The majority of patients receiving glucocorticoids are taking these drugs orally. Other routes of administration (inhaled, intranasal, or topical) are far less likely to have the deleterious skeletal consequences of oral therapy unless particularly high doses of long-acting glucocorticoid preparations are used. In addition, for unclear reasons, not all patients taking high doses of glucocorticoids suffer adverse skeletal consequences. As noted above, only 50% of patients receiving long-term glucocorticoid therapy experience bony complications. What protects the other patients remains unknown. It seems clear that the most vulnerable patients are postmenopausal women. Many of the diseases for which they receive glucocorticoids long term (eg, rheumatoid arthritis) are also especially deleterious to bone. Rheumatoid arthritis induces systemic as well as local (periarticular) bone loss. Therefore, the underlying disease is likely also to be an added risk to skeletal integrity.

Differential Diagnosis

The differential diagnosis of low bone mass or a low BMD measurement is narrow. It is either due to osteoporosis or osteomalacia. Any primary or secondary form of osteoporosis described in this chapter could cause this picture. Osteomalacia causes low bone mass or low BMD because the mineralization of the matrix is defective.

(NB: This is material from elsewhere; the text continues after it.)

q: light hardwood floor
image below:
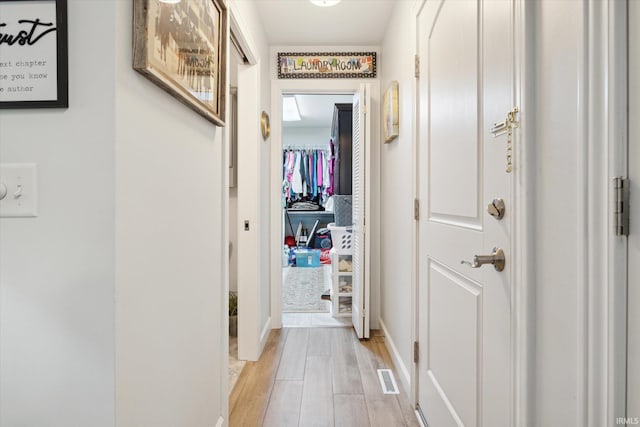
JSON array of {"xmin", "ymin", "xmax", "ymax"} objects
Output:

Mineral content of the skeleton (not the protein content) is reduced in osteomalacia. A host of different conditions cause osteomalacia. These need to be considered seriously if there is any abnormality in the levels of serum calcium, phosphorus, alkaline phosphatase, or 25-hydroxyvitamin D. Patients with osteomalacia may also have bone pain, pathologic fractures, muscle weakness, and difficulty walking, especially when osteomalacia is moderate or severe and the diagnosis has been delayed. Because the disease is difficult to detect early in its course, the astute clinician must be aware of the manifestations of this less common bone disease and not ignore subtle clinical and laboratory features that hint at the presence of osteomalacia.


The essentials of management for most forms of osteoporosis include the following:

Lifestyle modifications. Nutritional interventions. Pharmacologic therapies.